Setting up a Family Office: Considerations, Issues, Hurdles and Opportunities

Dec 15, 2022
The November 24 Hubbis Digital Dialogue focused on the ‘dos and don'ts’ and the ‘whys and wherefores’ of setting up a family office, focusing largely on key jurisdictions such as Singapore, Hong Kong and possibly even further afield in Dubai/the UAE. We have reviewed, filtered and summarised some of the key observations and advice from the panel of experts, hopefully serving as a broad introductory guide to key issues potential principals should address. The key questions the panel addressed included:
- What should principals and advisors be looking for in a family office jurisdiction, and why?
- What are the key appeals of Singapore for Single-family offices (SFOs) and perhaps also multi-family offices (MFOs) today?
- What does Hong Kong have to offer the regional and indeed global UHNW community and is Hong Kong able to compete head-to-head with Singapore as a go-to jurisdiction for family offices?

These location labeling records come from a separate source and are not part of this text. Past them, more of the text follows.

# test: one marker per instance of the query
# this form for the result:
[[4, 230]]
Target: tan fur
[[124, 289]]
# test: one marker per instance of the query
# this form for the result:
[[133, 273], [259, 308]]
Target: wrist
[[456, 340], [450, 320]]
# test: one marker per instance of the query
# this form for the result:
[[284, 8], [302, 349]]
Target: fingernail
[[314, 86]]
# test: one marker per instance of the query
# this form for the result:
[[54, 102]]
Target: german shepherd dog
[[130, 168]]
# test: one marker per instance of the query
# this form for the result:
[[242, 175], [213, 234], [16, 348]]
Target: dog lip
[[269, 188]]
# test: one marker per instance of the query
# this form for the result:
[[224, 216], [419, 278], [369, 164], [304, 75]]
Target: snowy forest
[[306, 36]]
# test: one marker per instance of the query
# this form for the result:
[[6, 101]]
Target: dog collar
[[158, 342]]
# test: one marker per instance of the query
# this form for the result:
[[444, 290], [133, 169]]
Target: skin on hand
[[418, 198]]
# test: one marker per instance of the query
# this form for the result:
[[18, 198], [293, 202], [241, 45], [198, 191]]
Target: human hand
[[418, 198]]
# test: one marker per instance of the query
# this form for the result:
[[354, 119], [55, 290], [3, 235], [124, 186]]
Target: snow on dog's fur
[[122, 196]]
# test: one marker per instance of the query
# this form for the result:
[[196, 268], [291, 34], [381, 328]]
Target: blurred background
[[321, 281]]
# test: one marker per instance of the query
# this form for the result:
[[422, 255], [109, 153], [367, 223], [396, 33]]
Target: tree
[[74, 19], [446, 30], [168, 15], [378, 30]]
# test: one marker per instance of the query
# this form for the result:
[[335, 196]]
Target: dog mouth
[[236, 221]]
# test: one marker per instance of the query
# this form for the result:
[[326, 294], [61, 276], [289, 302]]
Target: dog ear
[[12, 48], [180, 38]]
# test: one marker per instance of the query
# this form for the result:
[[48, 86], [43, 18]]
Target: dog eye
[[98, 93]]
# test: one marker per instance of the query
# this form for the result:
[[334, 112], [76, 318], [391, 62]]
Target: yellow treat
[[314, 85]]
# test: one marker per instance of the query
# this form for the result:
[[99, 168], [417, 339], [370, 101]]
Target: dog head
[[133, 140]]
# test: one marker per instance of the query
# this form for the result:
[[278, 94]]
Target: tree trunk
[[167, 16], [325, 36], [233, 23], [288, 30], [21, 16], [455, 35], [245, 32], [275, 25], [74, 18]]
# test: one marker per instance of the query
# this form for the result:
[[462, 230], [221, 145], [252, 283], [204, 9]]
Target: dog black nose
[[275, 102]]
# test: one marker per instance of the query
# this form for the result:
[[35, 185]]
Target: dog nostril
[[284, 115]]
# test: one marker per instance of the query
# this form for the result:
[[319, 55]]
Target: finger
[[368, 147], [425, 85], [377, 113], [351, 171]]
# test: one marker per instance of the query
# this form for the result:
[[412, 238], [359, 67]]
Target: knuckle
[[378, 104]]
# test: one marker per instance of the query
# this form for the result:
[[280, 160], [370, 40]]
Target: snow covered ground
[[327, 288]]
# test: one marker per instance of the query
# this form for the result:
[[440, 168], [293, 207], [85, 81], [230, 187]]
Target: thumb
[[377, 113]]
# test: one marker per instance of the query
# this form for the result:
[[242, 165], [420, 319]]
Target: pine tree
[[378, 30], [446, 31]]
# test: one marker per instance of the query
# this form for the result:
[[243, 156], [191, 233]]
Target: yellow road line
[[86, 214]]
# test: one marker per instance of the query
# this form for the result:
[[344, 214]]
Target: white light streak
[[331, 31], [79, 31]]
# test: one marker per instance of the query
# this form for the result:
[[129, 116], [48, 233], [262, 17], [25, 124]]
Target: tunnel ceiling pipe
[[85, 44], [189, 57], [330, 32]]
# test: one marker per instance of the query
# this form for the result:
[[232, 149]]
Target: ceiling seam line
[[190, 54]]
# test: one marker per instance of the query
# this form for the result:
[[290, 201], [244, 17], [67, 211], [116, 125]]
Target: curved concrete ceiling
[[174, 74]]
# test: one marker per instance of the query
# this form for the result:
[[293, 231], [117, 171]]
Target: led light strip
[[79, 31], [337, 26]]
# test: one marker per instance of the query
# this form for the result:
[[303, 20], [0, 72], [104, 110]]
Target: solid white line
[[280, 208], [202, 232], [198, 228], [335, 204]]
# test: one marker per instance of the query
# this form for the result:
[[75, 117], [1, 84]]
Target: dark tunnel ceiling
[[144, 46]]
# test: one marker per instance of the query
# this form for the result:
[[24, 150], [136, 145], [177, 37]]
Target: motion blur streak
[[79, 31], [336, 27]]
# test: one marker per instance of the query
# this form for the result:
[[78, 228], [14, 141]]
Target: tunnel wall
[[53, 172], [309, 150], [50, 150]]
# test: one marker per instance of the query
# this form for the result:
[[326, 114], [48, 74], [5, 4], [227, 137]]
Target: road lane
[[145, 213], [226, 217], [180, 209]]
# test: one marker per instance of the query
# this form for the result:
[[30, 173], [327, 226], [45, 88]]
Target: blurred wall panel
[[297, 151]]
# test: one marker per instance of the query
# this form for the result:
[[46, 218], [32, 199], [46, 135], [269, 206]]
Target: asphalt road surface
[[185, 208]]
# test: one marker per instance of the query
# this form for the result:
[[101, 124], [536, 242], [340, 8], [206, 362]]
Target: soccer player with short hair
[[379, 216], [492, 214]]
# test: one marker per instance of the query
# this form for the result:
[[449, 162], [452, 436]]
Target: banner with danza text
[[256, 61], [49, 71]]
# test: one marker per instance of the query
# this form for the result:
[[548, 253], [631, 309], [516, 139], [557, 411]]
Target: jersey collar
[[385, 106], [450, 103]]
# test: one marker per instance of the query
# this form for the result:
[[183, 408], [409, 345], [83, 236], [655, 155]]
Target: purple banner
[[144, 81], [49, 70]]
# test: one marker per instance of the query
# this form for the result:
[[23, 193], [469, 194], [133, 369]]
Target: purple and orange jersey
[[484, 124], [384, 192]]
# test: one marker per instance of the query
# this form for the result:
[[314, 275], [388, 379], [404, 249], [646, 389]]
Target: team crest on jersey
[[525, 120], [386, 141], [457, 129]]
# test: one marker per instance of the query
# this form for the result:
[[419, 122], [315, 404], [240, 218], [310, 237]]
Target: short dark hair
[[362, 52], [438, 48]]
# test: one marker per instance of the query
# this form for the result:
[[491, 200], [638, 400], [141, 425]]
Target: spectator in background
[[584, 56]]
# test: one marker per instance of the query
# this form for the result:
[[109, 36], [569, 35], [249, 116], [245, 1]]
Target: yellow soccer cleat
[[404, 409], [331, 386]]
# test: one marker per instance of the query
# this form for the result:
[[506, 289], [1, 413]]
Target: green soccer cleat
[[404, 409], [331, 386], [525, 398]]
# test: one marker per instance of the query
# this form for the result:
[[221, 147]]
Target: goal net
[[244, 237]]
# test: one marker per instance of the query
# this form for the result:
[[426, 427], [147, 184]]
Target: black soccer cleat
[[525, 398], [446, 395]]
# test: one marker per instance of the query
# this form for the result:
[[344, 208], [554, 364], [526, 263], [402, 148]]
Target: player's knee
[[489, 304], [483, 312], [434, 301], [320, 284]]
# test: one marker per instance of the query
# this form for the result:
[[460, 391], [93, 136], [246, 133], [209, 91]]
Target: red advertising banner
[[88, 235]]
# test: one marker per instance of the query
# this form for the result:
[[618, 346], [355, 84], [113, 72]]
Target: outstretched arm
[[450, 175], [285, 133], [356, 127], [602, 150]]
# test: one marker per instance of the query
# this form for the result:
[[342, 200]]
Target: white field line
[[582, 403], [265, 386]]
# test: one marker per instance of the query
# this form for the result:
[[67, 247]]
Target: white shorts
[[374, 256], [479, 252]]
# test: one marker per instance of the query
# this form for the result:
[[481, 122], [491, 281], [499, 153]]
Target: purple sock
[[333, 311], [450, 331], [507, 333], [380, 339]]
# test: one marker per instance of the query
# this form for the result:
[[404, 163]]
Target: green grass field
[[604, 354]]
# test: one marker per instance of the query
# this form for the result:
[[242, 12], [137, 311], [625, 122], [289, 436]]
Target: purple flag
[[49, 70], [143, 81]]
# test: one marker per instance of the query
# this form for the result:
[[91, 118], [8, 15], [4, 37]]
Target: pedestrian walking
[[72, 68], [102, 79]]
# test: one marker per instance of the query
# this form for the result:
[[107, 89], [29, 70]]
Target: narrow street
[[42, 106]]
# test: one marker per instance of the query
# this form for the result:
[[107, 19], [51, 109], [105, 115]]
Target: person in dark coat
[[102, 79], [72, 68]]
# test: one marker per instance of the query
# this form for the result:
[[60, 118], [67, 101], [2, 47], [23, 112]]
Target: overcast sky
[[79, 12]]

- What about Dubai and more broadly the UAE?
- Wherever a family establishes its SFO or MFO, what are the key regulatory and compliance developments and challenges?
- How long does it take and what are the key pitfalls to avoid?

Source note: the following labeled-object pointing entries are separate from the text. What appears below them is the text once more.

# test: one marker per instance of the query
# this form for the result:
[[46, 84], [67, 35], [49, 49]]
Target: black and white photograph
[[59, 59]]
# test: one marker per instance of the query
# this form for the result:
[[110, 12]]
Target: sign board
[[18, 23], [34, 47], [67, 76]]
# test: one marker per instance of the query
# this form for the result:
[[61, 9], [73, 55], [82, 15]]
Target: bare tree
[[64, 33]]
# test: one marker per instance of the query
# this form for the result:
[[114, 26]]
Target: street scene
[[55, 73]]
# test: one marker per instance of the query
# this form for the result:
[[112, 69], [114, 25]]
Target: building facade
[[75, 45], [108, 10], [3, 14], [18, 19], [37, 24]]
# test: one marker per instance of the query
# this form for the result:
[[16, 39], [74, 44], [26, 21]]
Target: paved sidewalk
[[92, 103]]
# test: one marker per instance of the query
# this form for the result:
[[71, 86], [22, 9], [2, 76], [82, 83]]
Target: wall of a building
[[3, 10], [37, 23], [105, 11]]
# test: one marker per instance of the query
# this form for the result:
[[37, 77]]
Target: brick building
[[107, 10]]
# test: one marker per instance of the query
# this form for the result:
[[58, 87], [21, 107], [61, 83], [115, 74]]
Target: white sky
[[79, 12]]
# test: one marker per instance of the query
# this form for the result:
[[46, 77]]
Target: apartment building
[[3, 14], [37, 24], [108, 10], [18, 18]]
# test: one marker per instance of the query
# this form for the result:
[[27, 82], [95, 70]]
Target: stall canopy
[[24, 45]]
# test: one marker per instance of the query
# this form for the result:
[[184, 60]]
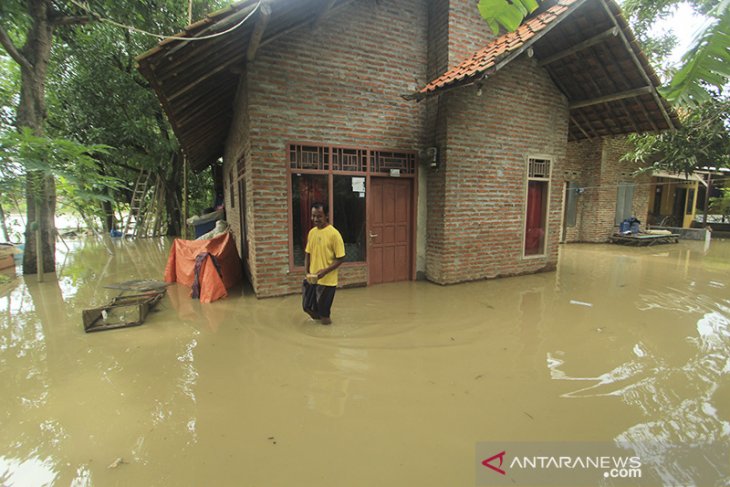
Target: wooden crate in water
[[121, 312]]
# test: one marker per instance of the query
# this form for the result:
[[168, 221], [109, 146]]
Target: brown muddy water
[[619, 344]]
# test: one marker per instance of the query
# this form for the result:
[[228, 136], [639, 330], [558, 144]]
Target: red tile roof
[[490, 56]]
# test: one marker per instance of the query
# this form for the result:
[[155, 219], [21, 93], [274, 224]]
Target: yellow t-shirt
[[323, 247]]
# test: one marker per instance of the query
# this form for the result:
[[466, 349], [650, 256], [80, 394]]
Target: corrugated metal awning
[[682, 176]]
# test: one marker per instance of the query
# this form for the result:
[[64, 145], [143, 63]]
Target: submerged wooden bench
[[643, 239]]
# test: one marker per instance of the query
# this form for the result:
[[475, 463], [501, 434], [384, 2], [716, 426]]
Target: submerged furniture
[[643, 239], [125, 311]]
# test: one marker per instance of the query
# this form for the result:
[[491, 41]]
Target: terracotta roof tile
[[488, 56]]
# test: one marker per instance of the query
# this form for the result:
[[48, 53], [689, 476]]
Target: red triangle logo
[[487, 463]]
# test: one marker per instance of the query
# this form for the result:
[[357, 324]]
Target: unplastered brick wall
[[583, 166], [599, 168], [338, 84], [616, 171], [238, 147], [482, 180]]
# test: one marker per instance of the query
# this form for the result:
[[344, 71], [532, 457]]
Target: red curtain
[[312, 189], [535, 231]]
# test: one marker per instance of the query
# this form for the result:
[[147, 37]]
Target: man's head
[[319, 215]]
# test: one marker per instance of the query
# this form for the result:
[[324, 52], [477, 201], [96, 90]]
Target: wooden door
[[390, 234]]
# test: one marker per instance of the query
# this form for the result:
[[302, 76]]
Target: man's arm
[[337, 263]]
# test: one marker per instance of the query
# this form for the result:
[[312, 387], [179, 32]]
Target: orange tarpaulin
[[181, 265]]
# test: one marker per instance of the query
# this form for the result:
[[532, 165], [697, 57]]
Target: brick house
[[444, 151]]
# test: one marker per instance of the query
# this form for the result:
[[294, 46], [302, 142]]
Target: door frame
[[413, 213]]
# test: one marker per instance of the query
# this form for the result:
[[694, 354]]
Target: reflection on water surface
[[619, 345]]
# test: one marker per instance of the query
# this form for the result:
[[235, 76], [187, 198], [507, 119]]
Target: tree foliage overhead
[[703, 140], [705, 65]]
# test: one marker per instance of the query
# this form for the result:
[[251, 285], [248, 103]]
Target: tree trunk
[[108, 221], [40, 188], [172, 197], [4, 225]]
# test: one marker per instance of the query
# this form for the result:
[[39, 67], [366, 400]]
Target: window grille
[[241, 167], [349, 160], [381, 162], [308, 157], [539, 168]]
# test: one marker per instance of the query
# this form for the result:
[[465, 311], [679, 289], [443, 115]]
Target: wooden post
[[185, 198], [707, 198]]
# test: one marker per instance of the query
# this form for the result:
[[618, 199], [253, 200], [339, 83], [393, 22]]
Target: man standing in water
[[325, 252]]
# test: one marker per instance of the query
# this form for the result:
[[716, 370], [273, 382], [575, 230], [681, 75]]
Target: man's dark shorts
[[317, 300]]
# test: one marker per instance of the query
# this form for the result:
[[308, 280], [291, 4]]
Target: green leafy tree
[[703, 140], [705, 67], [73, 167], [27, 34]]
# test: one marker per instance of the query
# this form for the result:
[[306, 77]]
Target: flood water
[[619, 344]]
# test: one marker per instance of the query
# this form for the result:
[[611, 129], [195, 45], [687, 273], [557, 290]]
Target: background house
[[463, 177]]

- How should these family offices be staffed efficiently, comprehensively, yet also cost-effectively? Mostly family members? Or external experts? Or both? And what about outsourcing?

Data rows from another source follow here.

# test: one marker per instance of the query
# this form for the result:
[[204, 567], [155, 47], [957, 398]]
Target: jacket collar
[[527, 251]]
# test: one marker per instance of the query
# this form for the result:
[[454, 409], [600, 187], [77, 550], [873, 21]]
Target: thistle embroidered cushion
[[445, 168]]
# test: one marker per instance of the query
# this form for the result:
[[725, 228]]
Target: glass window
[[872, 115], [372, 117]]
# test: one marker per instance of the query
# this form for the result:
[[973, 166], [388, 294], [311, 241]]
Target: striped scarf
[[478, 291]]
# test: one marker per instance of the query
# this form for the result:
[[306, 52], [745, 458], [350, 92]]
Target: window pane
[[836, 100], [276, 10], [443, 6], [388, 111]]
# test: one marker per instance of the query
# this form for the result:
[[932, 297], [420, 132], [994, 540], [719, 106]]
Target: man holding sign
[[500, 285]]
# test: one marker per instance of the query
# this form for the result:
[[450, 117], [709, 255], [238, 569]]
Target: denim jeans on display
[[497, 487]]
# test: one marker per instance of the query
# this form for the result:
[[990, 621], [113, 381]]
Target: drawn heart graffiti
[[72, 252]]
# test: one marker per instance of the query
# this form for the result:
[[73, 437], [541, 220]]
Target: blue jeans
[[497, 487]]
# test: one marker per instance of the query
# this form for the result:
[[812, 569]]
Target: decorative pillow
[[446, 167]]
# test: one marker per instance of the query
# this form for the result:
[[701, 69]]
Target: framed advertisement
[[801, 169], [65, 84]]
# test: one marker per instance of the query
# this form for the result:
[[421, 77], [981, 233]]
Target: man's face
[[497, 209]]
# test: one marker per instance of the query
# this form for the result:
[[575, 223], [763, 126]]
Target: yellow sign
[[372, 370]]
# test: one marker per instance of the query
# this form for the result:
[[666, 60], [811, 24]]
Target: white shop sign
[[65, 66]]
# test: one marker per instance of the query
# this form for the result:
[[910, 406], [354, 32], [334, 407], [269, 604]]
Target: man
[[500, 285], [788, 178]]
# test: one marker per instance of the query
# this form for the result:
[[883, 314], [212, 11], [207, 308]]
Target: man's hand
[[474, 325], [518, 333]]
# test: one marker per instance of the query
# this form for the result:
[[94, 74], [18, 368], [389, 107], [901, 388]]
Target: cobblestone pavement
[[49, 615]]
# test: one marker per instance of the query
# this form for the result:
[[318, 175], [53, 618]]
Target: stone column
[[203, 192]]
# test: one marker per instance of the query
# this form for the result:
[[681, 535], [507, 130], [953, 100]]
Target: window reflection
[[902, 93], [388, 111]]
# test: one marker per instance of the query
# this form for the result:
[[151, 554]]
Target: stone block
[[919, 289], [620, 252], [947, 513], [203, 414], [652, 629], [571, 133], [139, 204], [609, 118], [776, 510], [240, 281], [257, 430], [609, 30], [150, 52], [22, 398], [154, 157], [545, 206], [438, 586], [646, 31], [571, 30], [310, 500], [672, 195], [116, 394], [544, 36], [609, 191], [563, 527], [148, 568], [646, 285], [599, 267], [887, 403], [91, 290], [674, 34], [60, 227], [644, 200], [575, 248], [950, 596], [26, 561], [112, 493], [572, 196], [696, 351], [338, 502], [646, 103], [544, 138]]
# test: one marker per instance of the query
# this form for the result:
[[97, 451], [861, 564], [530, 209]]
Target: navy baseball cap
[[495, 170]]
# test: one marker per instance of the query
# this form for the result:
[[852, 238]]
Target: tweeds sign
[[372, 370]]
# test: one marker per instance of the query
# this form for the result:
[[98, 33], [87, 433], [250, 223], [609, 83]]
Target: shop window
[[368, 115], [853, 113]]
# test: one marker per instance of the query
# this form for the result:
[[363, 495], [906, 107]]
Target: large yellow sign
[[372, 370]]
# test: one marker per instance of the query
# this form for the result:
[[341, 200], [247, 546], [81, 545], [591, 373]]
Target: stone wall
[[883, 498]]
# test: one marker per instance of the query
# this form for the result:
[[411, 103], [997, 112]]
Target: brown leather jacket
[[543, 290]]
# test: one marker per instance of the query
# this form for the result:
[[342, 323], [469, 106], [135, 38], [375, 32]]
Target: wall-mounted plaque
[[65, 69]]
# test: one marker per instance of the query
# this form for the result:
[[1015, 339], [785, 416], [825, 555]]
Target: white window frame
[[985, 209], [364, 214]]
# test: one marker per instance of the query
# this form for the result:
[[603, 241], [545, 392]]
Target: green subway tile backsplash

- What scale of assets do you really need to make creating an SFO worthwhile?
- How do the private clients identify the right wealth advisory firms and the right legal, accounting, personnel and fiduciary experts to work with?
- What do you need to think about next after you have successfully created and opened the family office?
Sponsor: Trident Trust
The Panel of Experts:
- Richard Grasby, Partner, Private Client & Trusts, Appleby
- Lee Woon Shiu, Managing Director & Group Head of Wealth Planning, Family Office & Insurance Solutions, DBS Private Banking
- Tan Woon Hum, Partner, Head of Trust, Asset & Wealth Management Practice, Shook Lin & Bok
- Zac Lucas, Partner – International Private Wealth, Spencer West
- Hannah Bisson, Director - Business Development, Trident Trust
Setting the Scene for the Discussion
The background for the discussion was the growing ranks of UHNW and HNW individuals and families in recent years have increasingly been selecting Singapore as the jurisdiction of choice for their single-family offices and at the same time, more and more multi-family offices are also making use of the remarkably advanced infrastructure to establish and/or expand their client base in the region and indeed across the globe.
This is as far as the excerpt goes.